Maximum Security‘s owner Gary West is unsure whether the colt will run in the Preakness Stakes as he ponders an appeal against his disqualification as the winner of the Kentucky Derby.
West says he realises the appeals process could extend well beyond the second leg of the Triple Crown at Pimlico in Baltimore on May 18.
“When you’re not going for the Triple Crown, sometimes it doesn’t make sense to wheel the horse back in two weeks,” West told the Associated Press.
“If there’s going to be an appeal it will almost certainly be before the Preakness, but appeals historically take some time to sort out.

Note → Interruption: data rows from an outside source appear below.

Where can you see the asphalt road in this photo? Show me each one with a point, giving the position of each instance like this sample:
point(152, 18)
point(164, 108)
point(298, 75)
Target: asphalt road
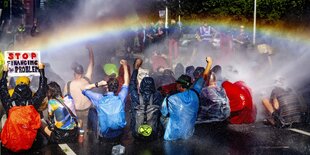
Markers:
point(208, 139)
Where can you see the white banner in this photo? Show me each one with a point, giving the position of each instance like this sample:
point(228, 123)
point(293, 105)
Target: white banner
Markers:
point(22, 63)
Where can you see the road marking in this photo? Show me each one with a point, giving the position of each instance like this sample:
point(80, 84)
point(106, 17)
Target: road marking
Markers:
point(300, 131)
point(274, 147)
point(66, 149)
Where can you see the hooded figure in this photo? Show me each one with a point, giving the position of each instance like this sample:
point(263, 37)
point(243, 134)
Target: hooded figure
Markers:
point(147, 91)
point(22, 94)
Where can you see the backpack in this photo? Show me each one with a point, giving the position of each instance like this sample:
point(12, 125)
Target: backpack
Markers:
point(68, 100)
point(111, 117)
point(20, 129)
point(147, 120)
point(290, 109)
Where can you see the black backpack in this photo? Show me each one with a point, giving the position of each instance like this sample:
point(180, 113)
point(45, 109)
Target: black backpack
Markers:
point(147, 116)
point(290, 110)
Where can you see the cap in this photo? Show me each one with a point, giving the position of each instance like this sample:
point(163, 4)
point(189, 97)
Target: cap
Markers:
point(185, 80)
point(22, 80)
point(78, 69)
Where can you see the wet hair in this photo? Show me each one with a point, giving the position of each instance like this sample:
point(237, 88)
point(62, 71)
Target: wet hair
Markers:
point(179, 70)
point(198, 72)
point(112, 85)
point(212, 78)
point(77, 68)
point(22, 93)
point(54, 90)
point(217, 69)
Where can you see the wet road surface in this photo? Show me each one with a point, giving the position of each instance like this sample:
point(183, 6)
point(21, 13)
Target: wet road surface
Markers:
point(208, 139)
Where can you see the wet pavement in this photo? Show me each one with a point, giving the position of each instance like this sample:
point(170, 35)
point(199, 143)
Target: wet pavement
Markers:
point(208, 139)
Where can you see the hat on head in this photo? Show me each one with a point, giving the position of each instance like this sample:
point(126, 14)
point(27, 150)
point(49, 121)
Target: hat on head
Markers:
point(22, 80)
point(184, 80)
point(78, 69)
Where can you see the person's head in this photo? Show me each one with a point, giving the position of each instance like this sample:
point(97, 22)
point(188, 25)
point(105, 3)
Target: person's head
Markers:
point(179, 70)
point(173, 21)
point(189, 70)
point(217, 69)
point(53, 90)
point(22, 91)
point(198, 72)
point(183, 82)
point(78, 70)
point(141, 74)
point(205, 23)
point(147, 86)
point(112, 85)
point(241, 29)
point(22, 80)
point(212, 79)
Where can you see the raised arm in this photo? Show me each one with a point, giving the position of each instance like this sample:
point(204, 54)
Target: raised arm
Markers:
point(90, 67)
point(126, 74)
point(39, 96)
point(96, 84)
point(208, 68)
point(133, 90)
point(4, 89)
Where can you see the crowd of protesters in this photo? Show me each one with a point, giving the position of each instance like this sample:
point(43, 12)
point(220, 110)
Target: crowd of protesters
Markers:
point(166, 97)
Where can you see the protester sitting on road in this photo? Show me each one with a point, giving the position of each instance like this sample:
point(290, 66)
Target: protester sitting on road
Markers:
point(284, 106)
point(21, 108)
point(242, 108)
point(214, 103)
point(217, 70)
point(179, 110)
point(62, 126)
point(178, 70)
point(74, 87)
point(189, 70)
point(198, 72)
point(145, 106)
point(110, 107)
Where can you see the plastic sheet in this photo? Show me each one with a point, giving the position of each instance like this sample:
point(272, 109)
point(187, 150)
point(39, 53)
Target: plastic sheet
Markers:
point(242, 107)
point(20, 129)
point(110, 69)
point(111, 116)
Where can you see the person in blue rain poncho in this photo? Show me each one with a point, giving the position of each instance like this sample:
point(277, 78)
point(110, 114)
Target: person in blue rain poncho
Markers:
point(179, 110)
point(110, 107)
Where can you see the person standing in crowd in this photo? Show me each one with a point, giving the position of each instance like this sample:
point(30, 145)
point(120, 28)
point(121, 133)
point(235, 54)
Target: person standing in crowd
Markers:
point(284, 106)
point(74, 87)
point(205, 34)
point(23, 106)
point(146, 101)
point(179, 111)
point(110, 107)
point(174, 34)
point(242, 41)
point(22, 94)
point(214, 103)
point(62, 126)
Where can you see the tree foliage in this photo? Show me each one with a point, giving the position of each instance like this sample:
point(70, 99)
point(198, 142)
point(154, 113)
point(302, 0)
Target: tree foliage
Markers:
point(268, 11)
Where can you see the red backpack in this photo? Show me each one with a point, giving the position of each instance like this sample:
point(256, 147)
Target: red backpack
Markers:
point(243, 110)
point(20, 129)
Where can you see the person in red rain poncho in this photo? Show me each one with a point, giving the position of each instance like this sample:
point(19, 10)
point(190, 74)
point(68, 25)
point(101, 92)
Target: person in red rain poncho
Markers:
point(242, 107)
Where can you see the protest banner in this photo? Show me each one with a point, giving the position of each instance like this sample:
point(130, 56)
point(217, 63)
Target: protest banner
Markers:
point(22, 63)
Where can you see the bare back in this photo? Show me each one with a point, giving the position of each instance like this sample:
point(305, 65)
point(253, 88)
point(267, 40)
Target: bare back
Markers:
point(81, 102)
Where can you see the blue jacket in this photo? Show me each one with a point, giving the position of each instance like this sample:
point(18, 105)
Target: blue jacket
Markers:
point(182, 109)
point(111, 111)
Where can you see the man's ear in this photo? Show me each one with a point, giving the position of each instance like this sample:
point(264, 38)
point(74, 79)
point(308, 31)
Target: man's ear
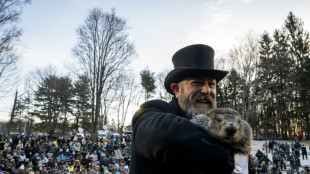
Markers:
point(176, 89)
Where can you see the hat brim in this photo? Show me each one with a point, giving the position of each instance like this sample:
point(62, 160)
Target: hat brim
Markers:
point(178, 74)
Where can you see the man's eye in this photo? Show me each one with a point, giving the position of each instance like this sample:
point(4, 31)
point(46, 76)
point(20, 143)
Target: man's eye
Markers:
point(196, 83)
point(211, 84)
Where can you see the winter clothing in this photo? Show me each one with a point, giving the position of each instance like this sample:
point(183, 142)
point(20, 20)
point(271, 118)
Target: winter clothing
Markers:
point(164, 141)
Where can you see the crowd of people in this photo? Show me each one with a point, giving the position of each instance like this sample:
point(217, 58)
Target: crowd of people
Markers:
point(283, 157)
point(64, 154)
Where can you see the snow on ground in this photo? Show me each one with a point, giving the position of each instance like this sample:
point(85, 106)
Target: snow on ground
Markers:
point(258, 145)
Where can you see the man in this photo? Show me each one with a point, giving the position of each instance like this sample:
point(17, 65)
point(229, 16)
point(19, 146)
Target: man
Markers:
point(271, 146)
point(294, 162)
point(304, 152)
point(164, 140)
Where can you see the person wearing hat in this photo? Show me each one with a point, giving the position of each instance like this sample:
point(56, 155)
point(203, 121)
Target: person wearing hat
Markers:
point(164, 140)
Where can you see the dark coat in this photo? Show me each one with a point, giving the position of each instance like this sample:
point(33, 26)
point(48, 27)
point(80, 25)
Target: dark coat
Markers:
point(165, 141)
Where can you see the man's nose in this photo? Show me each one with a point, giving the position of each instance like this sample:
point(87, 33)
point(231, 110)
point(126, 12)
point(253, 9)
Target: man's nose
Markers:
point(205, 89)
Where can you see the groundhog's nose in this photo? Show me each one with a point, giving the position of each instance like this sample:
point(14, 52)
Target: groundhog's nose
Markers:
point(231, 130)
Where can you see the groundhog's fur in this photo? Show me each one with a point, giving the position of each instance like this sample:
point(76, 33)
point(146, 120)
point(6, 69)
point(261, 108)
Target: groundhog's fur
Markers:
point(226, 125)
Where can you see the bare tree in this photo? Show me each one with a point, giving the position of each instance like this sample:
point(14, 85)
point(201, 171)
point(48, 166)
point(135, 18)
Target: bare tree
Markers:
point(10, 11)
point(102, 50)
point(160, 88)
point(128, 93)
point(244, 58)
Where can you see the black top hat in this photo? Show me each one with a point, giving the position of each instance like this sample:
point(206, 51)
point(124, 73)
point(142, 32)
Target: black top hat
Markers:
point(190, 61)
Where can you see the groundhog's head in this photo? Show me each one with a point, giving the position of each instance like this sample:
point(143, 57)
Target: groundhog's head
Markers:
point(225, 123)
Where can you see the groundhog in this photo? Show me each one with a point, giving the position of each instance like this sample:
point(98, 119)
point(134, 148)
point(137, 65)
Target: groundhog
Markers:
point(226, 125)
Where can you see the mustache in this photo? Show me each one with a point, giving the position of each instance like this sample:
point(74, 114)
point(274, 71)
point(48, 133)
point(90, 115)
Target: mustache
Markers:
point(203, 98)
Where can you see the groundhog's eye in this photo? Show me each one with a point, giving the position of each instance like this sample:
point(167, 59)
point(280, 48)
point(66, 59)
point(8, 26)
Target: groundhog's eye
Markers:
point(219, 119)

Win, lose or draw, we’re not going to know the outcome of that until probably months, if not years, down the road.”
Maximum Security was first to finish Saturday’s muddy Derby before becoming the marquee race’s first winner to be disqualified for interference.

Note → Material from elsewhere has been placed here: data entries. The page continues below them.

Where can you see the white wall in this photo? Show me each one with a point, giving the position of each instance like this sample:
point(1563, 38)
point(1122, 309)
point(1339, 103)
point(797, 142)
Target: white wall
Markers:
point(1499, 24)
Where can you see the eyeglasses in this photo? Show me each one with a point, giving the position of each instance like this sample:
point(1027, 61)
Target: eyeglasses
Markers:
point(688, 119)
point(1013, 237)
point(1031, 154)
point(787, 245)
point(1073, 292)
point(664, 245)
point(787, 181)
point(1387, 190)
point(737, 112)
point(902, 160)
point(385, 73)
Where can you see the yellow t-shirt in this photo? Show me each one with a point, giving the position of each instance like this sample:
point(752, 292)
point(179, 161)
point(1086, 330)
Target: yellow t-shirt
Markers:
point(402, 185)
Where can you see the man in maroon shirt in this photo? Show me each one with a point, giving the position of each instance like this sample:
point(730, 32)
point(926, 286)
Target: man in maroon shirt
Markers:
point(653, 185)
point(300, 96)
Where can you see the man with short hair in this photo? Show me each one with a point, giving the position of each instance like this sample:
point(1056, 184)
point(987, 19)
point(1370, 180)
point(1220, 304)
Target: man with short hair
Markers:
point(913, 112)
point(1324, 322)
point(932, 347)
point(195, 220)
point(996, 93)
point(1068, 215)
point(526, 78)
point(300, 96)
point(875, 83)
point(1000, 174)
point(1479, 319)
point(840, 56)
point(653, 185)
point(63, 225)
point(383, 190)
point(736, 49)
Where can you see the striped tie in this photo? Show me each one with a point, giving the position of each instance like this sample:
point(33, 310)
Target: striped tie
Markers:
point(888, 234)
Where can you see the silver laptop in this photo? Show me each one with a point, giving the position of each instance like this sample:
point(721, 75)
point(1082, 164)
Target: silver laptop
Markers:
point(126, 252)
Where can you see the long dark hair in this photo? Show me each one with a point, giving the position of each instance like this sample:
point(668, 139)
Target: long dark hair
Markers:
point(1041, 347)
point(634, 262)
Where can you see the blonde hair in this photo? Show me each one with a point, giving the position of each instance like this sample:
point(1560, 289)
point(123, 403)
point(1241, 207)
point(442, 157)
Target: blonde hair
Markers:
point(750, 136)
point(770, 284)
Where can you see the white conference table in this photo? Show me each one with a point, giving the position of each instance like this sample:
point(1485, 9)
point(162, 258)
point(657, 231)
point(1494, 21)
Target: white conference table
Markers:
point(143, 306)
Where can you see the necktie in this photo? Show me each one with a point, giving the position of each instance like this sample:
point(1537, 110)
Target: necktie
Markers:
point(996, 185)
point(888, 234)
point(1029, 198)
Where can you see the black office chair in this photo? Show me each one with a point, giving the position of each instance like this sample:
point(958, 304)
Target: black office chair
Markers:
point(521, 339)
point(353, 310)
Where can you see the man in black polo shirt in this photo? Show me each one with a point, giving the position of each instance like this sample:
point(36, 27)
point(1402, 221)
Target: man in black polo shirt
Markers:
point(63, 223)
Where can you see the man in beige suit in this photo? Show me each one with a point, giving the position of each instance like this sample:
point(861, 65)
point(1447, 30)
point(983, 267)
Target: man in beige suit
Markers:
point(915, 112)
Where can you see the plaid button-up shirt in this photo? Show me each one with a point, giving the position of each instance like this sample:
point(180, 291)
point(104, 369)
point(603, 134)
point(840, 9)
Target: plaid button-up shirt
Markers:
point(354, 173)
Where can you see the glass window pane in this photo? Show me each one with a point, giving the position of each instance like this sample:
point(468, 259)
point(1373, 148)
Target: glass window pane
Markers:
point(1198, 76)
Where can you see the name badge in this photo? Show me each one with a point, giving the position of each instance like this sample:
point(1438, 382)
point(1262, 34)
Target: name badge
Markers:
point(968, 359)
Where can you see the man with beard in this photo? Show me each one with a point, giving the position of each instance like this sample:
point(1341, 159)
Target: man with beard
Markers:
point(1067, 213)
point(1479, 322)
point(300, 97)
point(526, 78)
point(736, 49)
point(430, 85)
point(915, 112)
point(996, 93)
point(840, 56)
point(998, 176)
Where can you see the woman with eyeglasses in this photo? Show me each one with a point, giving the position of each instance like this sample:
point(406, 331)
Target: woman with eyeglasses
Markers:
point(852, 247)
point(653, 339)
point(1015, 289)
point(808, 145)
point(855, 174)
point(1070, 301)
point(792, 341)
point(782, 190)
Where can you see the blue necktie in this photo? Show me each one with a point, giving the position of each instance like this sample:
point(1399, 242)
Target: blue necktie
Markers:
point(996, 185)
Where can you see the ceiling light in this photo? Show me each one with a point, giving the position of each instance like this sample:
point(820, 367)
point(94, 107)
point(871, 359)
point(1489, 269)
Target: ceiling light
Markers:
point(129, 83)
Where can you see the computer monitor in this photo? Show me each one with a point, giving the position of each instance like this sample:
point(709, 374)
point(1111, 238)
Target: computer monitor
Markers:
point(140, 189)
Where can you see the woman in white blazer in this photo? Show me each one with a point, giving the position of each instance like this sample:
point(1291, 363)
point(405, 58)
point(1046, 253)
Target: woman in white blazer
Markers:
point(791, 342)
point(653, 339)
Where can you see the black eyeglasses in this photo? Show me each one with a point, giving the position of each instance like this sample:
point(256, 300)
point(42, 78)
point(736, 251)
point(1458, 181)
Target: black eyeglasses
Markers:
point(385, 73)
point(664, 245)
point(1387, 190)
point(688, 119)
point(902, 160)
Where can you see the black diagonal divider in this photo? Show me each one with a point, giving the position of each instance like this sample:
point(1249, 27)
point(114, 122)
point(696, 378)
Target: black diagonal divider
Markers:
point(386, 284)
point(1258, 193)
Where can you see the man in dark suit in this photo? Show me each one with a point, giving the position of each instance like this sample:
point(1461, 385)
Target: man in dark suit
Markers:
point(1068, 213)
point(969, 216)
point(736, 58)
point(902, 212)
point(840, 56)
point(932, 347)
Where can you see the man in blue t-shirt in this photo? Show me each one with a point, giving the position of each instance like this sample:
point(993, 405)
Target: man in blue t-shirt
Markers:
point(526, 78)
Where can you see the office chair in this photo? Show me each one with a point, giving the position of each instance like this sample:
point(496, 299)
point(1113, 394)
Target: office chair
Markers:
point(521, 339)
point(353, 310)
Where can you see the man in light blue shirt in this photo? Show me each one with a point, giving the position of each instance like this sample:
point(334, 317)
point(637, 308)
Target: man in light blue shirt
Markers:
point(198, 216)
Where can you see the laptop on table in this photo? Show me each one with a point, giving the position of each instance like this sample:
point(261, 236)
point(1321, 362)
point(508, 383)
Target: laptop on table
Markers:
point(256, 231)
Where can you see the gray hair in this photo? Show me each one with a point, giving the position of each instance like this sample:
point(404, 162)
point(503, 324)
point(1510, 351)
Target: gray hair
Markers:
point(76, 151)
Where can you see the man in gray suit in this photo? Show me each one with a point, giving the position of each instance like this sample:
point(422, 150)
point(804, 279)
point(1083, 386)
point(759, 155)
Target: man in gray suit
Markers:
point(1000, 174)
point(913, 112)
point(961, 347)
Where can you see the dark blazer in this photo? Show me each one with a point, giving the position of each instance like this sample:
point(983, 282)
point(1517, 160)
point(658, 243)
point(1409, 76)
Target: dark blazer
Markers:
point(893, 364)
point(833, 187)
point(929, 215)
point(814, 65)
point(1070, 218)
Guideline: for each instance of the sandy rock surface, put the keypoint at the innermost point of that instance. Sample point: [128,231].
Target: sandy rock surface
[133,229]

Stewards elevated runner-up Country House, a 65-1 long shot, to the winner’s circle after determining Maximum Security impeded his path and two others’ exiting the final turn.
Maximum Security was ultimately demoted to 17th of 19 horses after starting as the 9-2 second-elect.

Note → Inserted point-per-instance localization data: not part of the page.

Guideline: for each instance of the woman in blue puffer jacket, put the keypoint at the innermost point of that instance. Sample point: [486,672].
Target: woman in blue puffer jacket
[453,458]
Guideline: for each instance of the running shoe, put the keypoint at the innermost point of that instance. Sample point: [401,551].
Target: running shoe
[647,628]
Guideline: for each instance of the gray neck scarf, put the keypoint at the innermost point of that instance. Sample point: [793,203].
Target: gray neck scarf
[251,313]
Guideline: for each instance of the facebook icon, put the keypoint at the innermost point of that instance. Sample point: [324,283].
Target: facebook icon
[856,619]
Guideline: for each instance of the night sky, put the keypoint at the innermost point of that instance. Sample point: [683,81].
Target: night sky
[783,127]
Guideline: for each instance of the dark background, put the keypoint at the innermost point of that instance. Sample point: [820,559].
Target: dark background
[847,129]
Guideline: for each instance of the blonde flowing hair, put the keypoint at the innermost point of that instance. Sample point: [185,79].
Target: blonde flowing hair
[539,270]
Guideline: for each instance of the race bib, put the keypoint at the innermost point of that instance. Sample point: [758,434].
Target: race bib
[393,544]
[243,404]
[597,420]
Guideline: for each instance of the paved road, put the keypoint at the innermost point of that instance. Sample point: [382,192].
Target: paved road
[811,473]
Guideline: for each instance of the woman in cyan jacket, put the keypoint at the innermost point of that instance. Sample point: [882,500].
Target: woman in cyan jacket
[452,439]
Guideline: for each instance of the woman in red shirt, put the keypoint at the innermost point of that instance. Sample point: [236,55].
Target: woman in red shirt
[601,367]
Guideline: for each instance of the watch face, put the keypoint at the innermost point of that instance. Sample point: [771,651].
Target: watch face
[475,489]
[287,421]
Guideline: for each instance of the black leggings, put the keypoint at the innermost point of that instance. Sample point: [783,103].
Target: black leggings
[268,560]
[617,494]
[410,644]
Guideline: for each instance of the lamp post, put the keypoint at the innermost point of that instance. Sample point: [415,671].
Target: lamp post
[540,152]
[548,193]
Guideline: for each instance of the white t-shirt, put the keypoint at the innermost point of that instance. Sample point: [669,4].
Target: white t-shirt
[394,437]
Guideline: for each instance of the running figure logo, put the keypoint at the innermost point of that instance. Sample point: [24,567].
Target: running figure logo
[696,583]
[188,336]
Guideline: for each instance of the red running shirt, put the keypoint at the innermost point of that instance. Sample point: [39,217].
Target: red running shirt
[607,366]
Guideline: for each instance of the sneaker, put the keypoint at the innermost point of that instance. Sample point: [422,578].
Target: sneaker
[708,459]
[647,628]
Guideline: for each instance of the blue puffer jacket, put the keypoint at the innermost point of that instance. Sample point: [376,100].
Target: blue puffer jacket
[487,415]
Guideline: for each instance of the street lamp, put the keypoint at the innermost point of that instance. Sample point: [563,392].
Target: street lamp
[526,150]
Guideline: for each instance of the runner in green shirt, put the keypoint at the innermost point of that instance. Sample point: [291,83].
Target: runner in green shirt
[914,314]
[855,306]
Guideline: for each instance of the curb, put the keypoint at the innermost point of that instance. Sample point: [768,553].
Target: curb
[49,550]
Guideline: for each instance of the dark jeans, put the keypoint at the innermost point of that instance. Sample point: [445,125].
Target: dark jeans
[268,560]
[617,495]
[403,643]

Stewards cited a section of the rule that calls for disqualification if “a leading horse or any other horse in a race swerves or is ridden to either side so as to interfere with, intimidate, or impede any other horse or jockey.”
Chief steward Barbara Borden said in a news conference she and two other stewards interviewed riders and studied video replays of the incident during a 22-minute review after the finish.
West said the earliest he could see the stewards’ video evidence would be Thursday, which could determine if he files an appeal in a process he was still trying to understand.
“We wanted to have the stewards explain to us what they saw and show us on their video the pictures of exactly what they saw, and they refused to allow us to do that,” he said.
“That was really pretty bush league, because there is no rule that they can’t show the film to the owner and trainer that got disqualified for the first time in the history of the Kentucky Derby other than they aren’t working today, or Monday, or Tuesday or Wednesday.”
President Donald Trump blasted Maximum Security’s disqualification, blaming the Derby outcome on “political correctness.””The Kentucky Derby decision was not a good one,” Trump tweeted. “It was a rough and tumble race on a wet and sloppy track, actually, a beautiful thing to watch.
“Only in these days of political correctness could such an overturn occur. The best horse did NOT win the Kentucky Derby – not even close!”